Bad COP 19 host issues aside, a major point of contention amongst many in the international community right now are the changes Poland is making to its renewable energy support schemes. The most glaring of which is the plan to construct an electronic barrier to deny the energy from neighboring Germancy onto the Polish grid.

By installing equipment known as phase-shifters on transmission links, Poland is able to block excess renewables output from Germany, allowing only home-grown energy for consumption. This keeps wholesale prices up and profits high for the State, and serves to protect the economic interests of its incumbent, centralized, and overwhelmingly coal-reliant energy grid.

While many of their EU peers are creating decentralized, renewables-based energy grids, Poland’s recent efforts take the opposite approach, maintaining the status-quo of the 20th Century.

“We should be making the connections bigger, and opening the market up, not closing it,” says Grzegorz Wisniewski, of the Institute for Renewable Energy.

The changes have been a few years in the making, due in most part to a lack of policy support and a misleading energy scheme that encourages generators to burn biomass (co-firing) as a way to generate green credits. What has resulted is stalled development of renewables and an even greater amount of power for the traditional utility companies.

Even further, the government recently announced that it is replacing its quota process with that of an auctioning system – which is almosst guaranteed to favour the large utilities at the expense of independent power operators.

None of this bodes well for green energy in Central Europe. “This is the worst time in 25 years in Poland for renewables,” Wisniewski says. “This government is doing everything it can not to implement the EU directives.”

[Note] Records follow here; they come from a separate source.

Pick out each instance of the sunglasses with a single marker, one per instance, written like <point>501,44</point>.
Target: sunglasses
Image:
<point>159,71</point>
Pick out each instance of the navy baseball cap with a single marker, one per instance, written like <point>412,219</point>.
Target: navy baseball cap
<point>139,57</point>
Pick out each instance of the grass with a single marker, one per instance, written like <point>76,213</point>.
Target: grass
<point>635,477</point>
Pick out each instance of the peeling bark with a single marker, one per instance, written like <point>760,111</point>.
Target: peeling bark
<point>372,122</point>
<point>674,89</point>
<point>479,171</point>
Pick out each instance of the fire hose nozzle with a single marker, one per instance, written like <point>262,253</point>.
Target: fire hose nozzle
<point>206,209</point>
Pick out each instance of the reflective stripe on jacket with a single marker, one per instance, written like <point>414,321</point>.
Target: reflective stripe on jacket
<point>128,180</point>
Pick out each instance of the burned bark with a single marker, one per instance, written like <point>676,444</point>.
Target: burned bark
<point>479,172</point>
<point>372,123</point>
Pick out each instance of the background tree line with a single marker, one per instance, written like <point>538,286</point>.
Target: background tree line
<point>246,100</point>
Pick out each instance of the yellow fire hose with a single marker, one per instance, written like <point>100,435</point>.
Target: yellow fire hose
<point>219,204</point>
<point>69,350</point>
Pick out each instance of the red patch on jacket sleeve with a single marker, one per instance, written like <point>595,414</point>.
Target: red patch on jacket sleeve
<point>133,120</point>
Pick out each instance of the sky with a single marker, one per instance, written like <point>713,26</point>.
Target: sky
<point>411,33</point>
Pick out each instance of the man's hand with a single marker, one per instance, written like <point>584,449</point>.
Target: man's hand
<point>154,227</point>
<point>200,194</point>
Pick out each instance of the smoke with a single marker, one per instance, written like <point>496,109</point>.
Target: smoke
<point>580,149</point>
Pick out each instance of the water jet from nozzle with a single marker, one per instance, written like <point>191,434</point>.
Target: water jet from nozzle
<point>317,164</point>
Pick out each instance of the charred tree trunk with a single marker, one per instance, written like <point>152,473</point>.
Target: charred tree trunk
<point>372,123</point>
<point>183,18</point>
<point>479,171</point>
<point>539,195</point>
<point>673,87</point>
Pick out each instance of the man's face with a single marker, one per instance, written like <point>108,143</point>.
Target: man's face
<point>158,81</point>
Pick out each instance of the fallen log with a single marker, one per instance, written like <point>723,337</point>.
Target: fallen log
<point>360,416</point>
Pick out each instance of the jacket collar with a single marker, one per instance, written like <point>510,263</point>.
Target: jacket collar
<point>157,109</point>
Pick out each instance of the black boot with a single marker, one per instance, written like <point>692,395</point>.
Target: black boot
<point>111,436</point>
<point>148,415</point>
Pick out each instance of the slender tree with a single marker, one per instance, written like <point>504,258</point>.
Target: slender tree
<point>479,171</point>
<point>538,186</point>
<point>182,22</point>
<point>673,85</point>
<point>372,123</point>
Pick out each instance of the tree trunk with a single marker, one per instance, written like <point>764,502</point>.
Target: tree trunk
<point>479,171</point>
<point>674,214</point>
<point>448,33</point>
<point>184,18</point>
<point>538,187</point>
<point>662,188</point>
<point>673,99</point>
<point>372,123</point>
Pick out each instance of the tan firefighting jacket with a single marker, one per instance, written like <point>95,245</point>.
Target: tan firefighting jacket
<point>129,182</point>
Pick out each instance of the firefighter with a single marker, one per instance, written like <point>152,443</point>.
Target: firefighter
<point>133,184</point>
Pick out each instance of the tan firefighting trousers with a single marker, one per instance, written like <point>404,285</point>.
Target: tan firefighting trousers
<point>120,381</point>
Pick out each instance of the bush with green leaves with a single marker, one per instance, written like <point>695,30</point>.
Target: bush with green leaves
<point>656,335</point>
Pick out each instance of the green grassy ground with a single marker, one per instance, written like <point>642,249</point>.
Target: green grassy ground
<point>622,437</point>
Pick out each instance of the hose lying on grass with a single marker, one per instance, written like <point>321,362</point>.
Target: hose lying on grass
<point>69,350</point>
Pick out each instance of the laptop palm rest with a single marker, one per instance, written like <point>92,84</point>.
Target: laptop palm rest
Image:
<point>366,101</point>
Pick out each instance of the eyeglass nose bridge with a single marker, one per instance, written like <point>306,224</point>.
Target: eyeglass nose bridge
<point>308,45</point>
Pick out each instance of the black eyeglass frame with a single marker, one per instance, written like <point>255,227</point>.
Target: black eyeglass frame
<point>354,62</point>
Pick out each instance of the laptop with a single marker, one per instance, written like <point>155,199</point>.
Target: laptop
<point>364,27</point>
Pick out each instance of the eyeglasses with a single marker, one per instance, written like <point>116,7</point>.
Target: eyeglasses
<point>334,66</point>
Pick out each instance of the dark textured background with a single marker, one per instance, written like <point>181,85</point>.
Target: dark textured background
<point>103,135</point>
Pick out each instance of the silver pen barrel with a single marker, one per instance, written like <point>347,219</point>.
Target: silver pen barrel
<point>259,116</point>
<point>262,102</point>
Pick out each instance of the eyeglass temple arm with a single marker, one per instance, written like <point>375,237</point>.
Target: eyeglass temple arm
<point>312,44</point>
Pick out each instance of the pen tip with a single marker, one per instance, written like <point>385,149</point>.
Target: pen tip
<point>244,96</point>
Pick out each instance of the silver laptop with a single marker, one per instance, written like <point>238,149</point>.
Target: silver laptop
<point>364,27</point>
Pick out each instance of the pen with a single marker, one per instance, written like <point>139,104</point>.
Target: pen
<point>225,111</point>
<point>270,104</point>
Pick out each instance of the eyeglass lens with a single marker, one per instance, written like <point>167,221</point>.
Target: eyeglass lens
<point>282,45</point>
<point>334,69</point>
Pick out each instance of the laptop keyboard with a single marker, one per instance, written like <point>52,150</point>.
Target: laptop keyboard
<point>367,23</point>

Unfortunately, this is expected when the coal industry is given such primacy within the country. WWF calculates that 95 billion zlotys (around $130 billion) of subsidies since 1995 have gone to coal, but Poland’s coal reserves are declining rapidly. The country already imports 15 per cent of its coal needs, much of this from Siberia, and Experts say that within 20 years, the country could be entirely reliant on imports because its own reserves would be too expensive to be economically viable.

With a right-wing government in power, and those even further on that side of the spectrum looking to gain power in the next election cycle, it seems that the environment is simply not of a concern to the government.

Krzysztof Tyszkiewicz, a recently retired MP and member of Tusk’s party, says there are few pro-renewable MPs in parliament. “The environmental issue is not important in Poland,” he says.

This is in stark contrast with the majority of the EU, and is surprising considering the issues they will have with their own coal reserves in the coming years. The citizens of Poland benefit from lower prices, which I am sure they are not objecting to en masse, but they will lose big when it comes to their health and the future competitive advantage.

Simply put, the Poles are playing defense right now. In a time where being proactive and collaborative with regard to energy development is vital, Poland is looking inward and allowing the utility and coal industry to dictate energy policy.  They must look out for number one, but.  Their strategy seems predicated more on fear and special interests, than pragmatism, and this needs to change.

Fortunately, Poland has proven to be resiliant, strong, loyal, and hard-working. All they need to do is change this policy of fear and transform it into a pragmatic foundation for sustainable success. They have so much to offer the world, but closing themselves off benefits no one.